Carolina Alves

Vazia, oca e despedaçada?

Me via sempre me procurando em olhos alheios,

buscando amor, carinho, admiração...

Mas nunca me encontrei.

 

Quando olhava os olhos de terceiros, me via.

E o que refletia era sempre o pior de mim:

triste, vazio, oco, oco, oco… Um interminável vazio.

 

Ouvi dizer que não há felicidade sem respeito próprio.

Mas como respeitar quem nunca conheci de fato?

Como respeitar a figura que sempre olhei, odiei,

culpei, maltratei, quebrei?

 

Quebrada ao ponto de só existir vazio,

cinzas, máscaras e oco, oco, oco…

 

Sou o cão que, sendo eletrocutado, maltratado,

permanece estagnado…

Vazio, cinza, oco, quebrado, despedaçado, dilacerado.

E o pior? O carcereiro, a pessoa atroz por trás das correntes,

sou eu mesma.

 

“Você é o juiz da sua própria vida”, disseram-me.

Mas como pode um juiz ser tão benevolente com os outros

e, ao julgar a si mesmo,

sentenciar apenas à morte,

à extinção,

sem perdão?

 

Dizem: “Você é o arquiteto do seu futuro.”

Mas, quando é para construir e auxiliar o futuro de alguém,

o arquiteto ergue monumentos, palacetes,

dedica sua alma ao projeto do outro.

Quando é para si…

não há tinta, nem papel, nem criatividade.

Para si, qualquer barraca ou tenda basta.

 

Cadê a grandeza do arquiteto que projetou castelos para outros?

Cadê a paixão, a devoção, a lealdade do arquiteto?

Cadê o amor?

 

Mas…

E se o juiz olhasse para si com os mesmos olhos de clemência?

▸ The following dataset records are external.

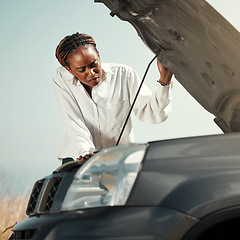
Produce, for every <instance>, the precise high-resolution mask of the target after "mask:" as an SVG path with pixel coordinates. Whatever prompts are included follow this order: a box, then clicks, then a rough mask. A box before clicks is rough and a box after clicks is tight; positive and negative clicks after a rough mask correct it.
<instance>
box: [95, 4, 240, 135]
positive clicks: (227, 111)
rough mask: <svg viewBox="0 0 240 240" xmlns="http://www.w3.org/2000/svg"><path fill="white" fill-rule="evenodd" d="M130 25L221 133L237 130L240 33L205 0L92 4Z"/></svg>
mask: <svg viewBox="0 0 240 240" xmlns="http://www.w3.org/2000/svg"><path fill="white" fill-rule="evenodd" d="M95 2H101V3H104V4H105V5H106V6H107V7H108V8H109V9H110V10H111V15H112V16H114V15H117V16H118V17H119V18H120V19H121V20H124V21H128V22H129V23H131V24H132V25H133V27H134V28H135V29H136V31H137V32H138V35H139V36H140V37H141V39H142V41H143V42H144V43H145V44H146V45H147V46H148V47H149V48H150V49H151V50H152V52H154V53H155V54H156V53H157V52H158V51H159V50H160V49H161V52H160V54H159V56H158V59H159V60H160V61H161V62H162V63H163V64H164V65H165V66H166V67H167V68H169V69H170V70H171V71H172V72H173V73H174V75H175V77H176V79H177V80H178V81H179V82H180V83H181V84H182V86H183V87H184V88H185V89H186V90H187V91H188V92H189V93H190V94H191V95H192V96H193V97H194V98H195V99H196V100H197V101H198V102H199V103H200V104H201V105H202V106H203V107H204V108H205V109H206V110H207V111H209V112H210V113H212V114H213V115H215V117H216V118H215V122H216V123H217V124H218V125H219V127H220V128H221V129H222V130H223V132H225V133H227V132H237V131H240V78H239V76H240V34H239V32H238V31H237V30H236V29H235V28H234V27H233V26H232V25H231V24H230V23H229V22H227V21H226V20H225V19H224V18H223V17H222V16H221V15H220V14H219V13H218V12H217V11H216V10H215V9H214V8H212V7H211V6H210V5H209V4H208V3H207V2H206V1H204V0H194V1H193V0H95Z"/></svg>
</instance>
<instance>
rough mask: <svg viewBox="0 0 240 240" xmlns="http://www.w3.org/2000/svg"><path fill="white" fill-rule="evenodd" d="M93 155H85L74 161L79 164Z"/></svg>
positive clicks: (77, 158) (92, 153)
mask: <svg viewBox="0 0 240 240" xmlns="http://www.w3.org/2000/svg"><path fill="white" fill-rule="evenodd" d="M93 155H95V153H92V154H86V155H84V156H79V157H78V158H77V159H76V161H80V162H86V161H87V160H88V159H89V158H90V157H92V156H93Z"/></svg>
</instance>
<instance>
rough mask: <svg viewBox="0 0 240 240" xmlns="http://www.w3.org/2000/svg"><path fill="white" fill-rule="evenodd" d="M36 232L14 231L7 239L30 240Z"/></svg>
mask: <svg viewBox="0 0 240 240" xmlns="http://www.w3.org/2000/svg"><path fill="white" fill-rule="evenodd" d="M36 231H37V230H24V231H15V232H14V233H13V234H12V235H11V237H10V238H9V239H32V237H33V235H34V234H35V232H36Z"/></svg>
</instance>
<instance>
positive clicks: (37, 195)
mask: <svg viewBox="0 0 240 240" xmlns="http://www.w3.org/2000/svg"><path fill="white" fill-rule="evenodd" d="M43 183H44V179H42V180H39V181H37V182H36V183H35V185H34V187H33V190H32V194H31V196H30V199H29V202H28V206H27V211H26V213H27V215H30V214H31V213H32V212H34V210H35V208H36V205H37V200H38V198H39V195H40V192H41V189H42V186H43Z"/></svg>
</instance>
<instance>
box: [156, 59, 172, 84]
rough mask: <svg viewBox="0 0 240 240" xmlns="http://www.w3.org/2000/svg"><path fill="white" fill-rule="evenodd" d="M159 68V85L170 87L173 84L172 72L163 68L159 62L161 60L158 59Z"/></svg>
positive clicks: (162, 64)
mask: <svg viewBox="0 0 240 240" xmlns="http://www.w3.org/2000/svg"><path fill="white" fill-rule="evenodd" d="M157 66H158V71H159V72H160V80H159V83H160V84H162V85H163V86H164V85H168V84H170V83H171V79H172V75H173V74H172V72H171V71H170V70H169V69H167V68H165V67H164V66H163V64H162V63H160V62H159V60H158V59H157Z"/></svg>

Se o arquiteto soubesse que também merece um castelo?

Se o carcereiro soltasse as correntes?

Se o cão ferido aprendesse a caminhar para longe da dor?

 

E se, por um instante — apenas um —

eu me olhasse como olho o outro,

e visse que, sob o oco, o vazio, a cinza,

há alguém que ainda pulsa,

ainda sonha,

ainda pode existir?

 

Um dia, ouvi que a felicidade não bate à porta…

Mas e se, por um momento — só um momento —

em meio ao desespero, à dor, ao sofrimento e à melancolia,

eu arrombasse a porta?

 

E começasse a caçar a felicidade,

com a selvageria e a fome de alguém desesperado, partido, rachado?

Corresse pelo mundo cinza e desconhecido,

lutando, desejando, buscando…

 

E se, enquanto estivesse à procura,

eu olhasse além da paisagem?

Tirasse o foco da árvore cinza, quebrada, despedaçada…

E visse o bosque ao redor, e a semente germinando,

encontrando seu caminho sob o sol,

desafiando o preto e branco da paisagem com seu verde magnífico?

 

E se, enquanto corro atrás da felicidade,

eu visse o nascer do sol,

desafiando o mundo apagado com suas paletas de cores?

 

E se eu sentisse o vento e a chuva,

lembrando de quando eu não tinha medo de sentir?

De quando olhar, perguntar e admirar faziam parte do meu existir?

 

E se eu percebesse que o mundo nunca foi preto e branco?

Que as cores sempre estiveram ali,

apagadas apenas pela dor e sofrimento?

 

E se, apenas por um instante,

eu me permitisse sentir?

Deixar que o vento preenchesse o vazio e o oco do meu ser…

Que a chuva lavasse os cacos colecionados na minha alma?

E se eu aprendesse a correr,

livre das correntes que me prendem no limbo da dor e do vazio?

 

E se a minha fome de felicidade se transformasse em sede de vida?

 

E se, apesar das dores e cicatrizes,

ainda houvesse um coração que pulsa,

deseja, busca…

Um corpo que insiste em respirar, gritar, chorar…

Uma alma que, enfraquecida, abandonada e esquecida, ainda resiste?

 

E se, por fim, eu percebesse que a felicidade nunca esteve perdida…

Apenas esperando que eu abrisse os olhos…

Esperando que eu me olhasse como um dia admirei o mundo do outro?